Recently, just out of curiosity, I did a Google for open source translation tool. The results were disappointing. Of the 8 highest ranking results (the number that displayed on my browser window without scrolling), 5 had nothing to do with tools that help people translate software and documentation into different natural languages. Where are all the open source translation tools ?

It looks like the set of translation tools that are used by most open source translators are emacs po-mode, KBabel and poedit. Strange : all of these tools are focused around one file format, gettext po files. PO files are pretty simple, as the GNU gettext manual explains, but they’re really heavily focused towards the translation of software UI messages. Earlier attempts at using PO files as the basis for a decent translation memory system in Sun failed — we just ended up hacking the format by adding comments that included special tags, so we’d get po files looking something like :

# This is a normal comment from the source code author explaining what
# the translation is for (perhaps describing it's context)
# @LC_TRANSLATION@ This is a translators comment, explaining why they translated it this way
# @TM_TOOL@ total-words 5
# @TM_FUZZY-ID@ This is a blue apple
# @TM_FUZZY-STR@ Voici une pomme bleu
msgid "This is a red apple"
msgstr ""

– completely horrendous : our tools were the only ones that could understand the significance of the @FOO@ comments, so people were stuck with using our tools to take advantage of the work our tm-system had done to count the number of words for translation and suggest fuzzy matches. Not good. The trouble is gettext doesn’t allow for the sort of rich metadata that translators really need to do their job more effectively. I’ve already harped on about translation standards, especially XLIFF, and why it’s the solution to this problem, so I’ll not bore you guys any further.

Maybe the lack of interest in XLIFF (at least from the open source community) is because of the absence of a complete, free, reference implementation of something that can manipulate XLIFF documents. The Okapi framework is a step in the right direction, in terms of getting more exposure for the format, but the projects aims state that it’s not trying to be a replacement for any commercial or open-source implementation of a translation tool : so no joy there either. (I think getting a free reference implementation of new technolgies is something standards groups should really strive for : cf. NFS v4. or J2EE 1.4)

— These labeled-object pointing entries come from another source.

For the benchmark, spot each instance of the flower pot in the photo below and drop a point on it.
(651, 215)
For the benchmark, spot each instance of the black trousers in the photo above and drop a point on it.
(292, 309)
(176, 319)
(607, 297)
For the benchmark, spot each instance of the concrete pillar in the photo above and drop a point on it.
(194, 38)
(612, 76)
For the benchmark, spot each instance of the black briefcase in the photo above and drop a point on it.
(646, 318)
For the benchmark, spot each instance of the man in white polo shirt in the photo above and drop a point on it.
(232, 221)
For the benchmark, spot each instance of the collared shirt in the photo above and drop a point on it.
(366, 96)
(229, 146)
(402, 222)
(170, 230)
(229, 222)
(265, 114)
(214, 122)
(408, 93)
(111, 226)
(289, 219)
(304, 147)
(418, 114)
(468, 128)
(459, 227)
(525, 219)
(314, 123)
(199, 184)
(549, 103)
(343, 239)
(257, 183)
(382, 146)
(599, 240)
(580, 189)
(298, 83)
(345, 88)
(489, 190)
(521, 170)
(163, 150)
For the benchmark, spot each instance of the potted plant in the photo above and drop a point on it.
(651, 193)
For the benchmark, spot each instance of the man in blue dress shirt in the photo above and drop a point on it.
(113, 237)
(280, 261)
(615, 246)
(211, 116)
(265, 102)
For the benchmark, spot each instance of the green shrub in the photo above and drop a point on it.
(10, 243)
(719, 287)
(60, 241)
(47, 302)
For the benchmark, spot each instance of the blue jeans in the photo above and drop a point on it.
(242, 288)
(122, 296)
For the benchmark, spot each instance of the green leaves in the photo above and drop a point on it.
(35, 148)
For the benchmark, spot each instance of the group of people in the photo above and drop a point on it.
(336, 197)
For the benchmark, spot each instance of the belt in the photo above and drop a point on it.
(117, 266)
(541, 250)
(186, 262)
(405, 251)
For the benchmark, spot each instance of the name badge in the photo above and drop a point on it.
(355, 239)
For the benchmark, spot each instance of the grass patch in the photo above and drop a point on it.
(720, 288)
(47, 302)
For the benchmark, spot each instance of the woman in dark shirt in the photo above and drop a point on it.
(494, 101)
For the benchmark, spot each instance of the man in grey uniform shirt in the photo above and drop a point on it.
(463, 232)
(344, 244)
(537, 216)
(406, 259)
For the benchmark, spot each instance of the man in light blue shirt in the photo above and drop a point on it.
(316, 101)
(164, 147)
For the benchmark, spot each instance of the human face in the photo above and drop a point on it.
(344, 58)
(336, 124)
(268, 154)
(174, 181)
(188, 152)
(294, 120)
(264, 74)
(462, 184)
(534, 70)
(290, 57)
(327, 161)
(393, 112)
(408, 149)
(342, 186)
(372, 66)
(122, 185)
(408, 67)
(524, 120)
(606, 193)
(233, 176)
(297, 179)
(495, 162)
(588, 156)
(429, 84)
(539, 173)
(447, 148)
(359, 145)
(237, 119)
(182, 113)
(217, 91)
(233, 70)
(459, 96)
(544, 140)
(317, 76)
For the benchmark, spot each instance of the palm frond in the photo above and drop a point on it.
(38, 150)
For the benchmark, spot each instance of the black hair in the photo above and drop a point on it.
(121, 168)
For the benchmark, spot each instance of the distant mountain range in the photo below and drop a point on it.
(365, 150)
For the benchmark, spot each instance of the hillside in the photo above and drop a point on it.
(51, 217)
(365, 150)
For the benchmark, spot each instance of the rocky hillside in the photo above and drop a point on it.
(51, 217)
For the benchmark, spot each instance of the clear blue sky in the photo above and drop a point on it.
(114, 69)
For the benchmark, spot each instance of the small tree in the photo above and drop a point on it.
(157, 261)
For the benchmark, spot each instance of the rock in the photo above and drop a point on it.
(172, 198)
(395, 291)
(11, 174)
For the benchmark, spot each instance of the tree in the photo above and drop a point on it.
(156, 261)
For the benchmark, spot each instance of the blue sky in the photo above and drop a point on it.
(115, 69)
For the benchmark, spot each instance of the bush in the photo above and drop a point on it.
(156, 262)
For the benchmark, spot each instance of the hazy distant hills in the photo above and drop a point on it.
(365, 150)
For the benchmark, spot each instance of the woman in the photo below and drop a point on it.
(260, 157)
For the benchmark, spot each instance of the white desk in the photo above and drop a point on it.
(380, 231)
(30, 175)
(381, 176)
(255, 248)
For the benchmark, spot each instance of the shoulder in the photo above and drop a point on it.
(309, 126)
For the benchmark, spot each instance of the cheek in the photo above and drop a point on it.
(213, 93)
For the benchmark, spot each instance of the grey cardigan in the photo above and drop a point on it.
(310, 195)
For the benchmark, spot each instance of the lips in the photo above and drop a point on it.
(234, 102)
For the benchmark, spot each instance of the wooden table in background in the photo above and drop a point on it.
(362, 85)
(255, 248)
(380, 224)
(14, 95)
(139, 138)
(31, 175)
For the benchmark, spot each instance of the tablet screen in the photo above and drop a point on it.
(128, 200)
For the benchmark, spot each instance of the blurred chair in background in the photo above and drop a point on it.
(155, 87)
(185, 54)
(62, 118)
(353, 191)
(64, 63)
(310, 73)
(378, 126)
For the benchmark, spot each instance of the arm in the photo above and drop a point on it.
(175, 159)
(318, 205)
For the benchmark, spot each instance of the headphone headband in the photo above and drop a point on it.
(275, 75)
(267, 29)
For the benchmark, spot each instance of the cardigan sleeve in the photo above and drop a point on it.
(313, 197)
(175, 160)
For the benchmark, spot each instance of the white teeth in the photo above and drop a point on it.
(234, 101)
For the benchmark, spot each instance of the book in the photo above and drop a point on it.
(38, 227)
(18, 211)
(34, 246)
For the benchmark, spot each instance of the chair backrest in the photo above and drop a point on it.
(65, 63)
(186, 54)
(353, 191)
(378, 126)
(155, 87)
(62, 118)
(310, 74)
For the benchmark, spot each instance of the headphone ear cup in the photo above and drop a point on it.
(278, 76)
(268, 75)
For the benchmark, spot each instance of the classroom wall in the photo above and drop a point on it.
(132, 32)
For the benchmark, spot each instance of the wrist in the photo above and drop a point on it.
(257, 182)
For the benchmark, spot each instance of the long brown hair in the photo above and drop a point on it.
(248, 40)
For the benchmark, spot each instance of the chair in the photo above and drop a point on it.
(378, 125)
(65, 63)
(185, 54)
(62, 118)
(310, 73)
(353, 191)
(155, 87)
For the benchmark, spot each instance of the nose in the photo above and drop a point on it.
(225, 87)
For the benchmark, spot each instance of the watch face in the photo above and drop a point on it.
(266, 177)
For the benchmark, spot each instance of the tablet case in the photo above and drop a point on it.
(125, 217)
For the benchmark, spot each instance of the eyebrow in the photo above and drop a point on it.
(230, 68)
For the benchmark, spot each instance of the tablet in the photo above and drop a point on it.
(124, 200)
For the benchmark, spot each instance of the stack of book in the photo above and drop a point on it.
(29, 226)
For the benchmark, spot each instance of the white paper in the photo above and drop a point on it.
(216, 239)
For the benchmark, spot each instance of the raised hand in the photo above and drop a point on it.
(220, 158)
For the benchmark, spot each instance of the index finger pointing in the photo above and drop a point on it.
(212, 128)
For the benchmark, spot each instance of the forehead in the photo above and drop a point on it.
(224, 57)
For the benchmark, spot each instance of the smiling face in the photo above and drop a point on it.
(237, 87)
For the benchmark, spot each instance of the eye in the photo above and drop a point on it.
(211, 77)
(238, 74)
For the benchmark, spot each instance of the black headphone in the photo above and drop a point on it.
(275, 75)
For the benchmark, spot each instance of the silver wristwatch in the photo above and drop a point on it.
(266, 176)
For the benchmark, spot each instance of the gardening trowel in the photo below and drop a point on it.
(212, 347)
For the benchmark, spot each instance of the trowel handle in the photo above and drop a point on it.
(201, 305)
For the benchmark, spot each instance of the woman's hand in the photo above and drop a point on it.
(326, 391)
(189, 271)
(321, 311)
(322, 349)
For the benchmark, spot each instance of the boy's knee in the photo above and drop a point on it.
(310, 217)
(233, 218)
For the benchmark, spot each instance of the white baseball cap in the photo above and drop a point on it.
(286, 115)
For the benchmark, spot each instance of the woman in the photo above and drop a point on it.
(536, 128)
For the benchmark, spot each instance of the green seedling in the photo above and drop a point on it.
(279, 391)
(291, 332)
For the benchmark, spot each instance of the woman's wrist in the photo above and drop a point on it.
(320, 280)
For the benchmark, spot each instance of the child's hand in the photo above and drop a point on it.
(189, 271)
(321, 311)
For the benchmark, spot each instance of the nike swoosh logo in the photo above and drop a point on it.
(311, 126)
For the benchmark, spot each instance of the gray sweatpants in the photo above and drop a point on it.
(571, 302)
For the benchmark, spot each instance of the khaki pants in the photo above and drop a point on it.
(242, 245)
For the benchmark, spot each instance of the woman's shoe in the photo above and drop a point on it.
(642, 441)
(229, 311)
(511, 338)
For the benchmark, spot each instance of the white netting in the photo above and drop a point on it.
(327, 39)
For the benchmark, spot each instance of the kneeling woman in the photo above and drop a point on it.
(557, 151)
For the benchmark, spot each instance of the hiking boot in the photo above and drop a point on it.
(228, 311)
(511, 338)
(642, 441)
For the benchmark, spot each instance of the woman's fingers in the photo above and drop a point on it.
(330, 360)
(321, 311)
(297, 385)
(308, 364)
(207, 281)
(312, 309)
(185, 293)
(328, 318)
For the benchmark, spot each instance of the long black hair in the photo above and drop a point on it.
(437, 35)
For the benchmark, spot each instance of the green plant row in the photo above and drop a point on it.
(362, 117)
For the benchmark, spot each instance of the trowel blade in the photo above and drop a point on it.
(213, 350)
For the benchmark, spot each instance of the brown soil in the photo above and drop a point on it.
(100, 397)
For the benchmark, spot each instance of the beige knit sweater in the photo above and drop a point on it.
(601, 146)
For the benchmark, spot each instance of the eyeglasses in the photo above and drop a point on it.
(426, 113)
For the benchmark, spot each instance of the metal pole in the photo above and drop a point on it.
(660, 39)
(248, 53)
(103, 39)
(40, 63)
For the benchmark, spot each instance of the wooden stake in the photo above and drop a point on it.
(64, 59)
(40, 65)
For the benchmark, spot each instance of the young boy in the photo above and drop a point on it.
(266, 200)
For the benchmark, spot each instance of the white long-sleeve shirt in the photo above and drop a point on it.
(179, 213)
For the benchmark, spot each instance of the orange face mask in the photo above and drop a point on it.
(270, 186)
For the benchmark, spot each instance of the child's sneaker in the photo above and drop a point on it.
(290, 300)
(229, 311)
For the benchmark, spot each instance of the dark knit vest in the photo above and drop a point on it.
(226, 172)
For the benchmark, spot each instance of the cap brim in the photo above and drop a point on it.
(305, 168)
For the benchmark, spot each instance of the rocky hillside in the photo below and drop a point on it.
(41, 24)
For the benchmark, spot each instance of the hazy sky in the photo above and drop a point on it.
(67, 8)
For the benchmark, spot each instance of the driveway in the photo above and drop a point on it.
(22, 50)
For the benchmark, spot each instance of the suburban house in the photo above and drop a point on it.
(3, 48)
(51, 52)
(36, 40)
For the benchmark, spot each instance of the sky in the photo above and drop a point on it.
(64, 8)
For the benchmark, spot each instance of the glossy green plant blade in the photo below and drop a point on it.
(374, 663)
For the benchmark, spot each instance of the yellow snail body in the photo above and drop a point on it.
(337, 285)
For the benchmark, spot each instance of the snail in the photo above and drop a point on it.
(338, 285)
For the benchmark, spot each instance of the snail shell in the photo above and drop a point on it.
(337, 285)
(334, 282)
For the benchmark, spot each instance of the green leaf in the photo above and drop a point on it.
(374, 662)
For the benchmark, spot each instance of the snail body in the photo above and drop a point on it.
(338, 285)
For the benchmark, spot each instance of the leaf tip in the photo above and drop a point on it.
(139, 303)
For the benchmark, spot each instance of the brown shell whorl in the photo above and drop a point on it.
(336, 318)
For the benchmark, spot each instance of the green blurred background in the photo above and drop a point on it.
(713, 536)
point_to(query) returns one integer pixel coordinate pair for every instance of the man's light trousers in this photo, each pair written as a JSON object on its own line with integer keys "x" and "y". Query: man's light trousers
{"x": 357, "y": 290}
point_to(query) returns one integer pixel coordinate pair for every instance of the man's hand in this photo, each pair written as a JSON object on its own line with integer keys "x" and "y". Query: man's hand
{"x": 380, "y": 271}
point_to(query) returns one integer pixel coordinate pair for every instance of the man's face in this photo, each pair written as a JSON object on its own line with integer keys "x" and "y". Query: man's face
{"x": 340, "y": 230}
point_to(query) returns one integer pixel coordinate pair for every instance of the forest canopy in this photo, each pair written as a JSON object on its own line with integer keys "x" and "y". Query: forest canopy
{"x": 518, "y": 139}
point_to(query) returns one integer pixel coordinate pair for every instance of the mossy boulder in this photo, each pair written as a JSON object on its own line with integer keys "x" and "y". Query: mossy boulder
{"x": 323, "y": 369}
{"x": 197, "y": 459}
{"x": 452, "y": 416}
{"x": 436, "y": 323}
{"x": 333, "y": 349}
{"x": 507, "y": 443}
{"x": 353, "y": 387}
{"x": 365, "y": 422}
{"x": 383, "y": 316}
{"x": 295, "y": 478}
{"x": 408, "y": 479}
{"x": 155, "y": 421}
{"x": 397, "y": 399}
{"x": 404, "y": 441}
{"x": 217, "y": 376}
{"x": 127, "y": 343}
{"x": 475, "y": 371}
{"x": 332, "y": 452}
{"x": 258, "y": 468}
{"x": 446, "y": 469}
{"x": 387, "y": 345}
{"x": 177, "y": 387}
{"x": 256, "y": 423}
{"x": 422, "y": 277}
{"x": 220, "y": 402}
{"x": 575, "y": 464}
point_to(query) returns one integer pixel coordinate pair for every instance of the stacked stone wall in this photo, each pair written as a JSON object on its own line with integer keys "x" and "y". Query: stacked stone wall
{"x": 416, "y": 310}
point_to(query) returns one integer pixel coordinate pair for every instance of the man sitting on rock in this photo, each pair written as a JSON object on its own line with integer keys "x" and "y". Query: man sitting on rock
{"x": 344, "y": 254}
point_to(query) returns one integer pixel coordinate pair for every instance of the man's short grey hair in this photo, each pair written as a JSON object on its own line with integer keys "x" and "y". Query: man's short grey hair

Of the other open source translation tools out there, ForeignDesk, being win32-only doesn’t seem to be getting much attention, and OmegaT is quite basic as regards features (though the fact that they’ve got suppport is way-cool!) In general though, there’s really not much out there that can help open source translators when translating documentation.

In some ways, I can understand that the first thing you want to be able to do, is produce the interface of your application in another language to gain as many new users as possible. If the interface is good enough, perhaps your new-found users can live without documentation, but if you really want to give them a good user-experience, a translated manual is the next step !

Attentive readers at this stage, will start finger pointing – perhaps at previous blog entries I’ve made on the subject of how to write a TM system, with a “so what are you going to do about it ?” attitude. I wouldn’t blame them — I still think there’s a good chance we’ll be able to help out (if nothing else, having open source translation tools would probably help Project Looking Glass and those things you’ve been hearing about open-sourcing Solaris). Before that though, I’d be interested to hear of any other open source translation tools out there – does anyone know of good ones I’ve missed ?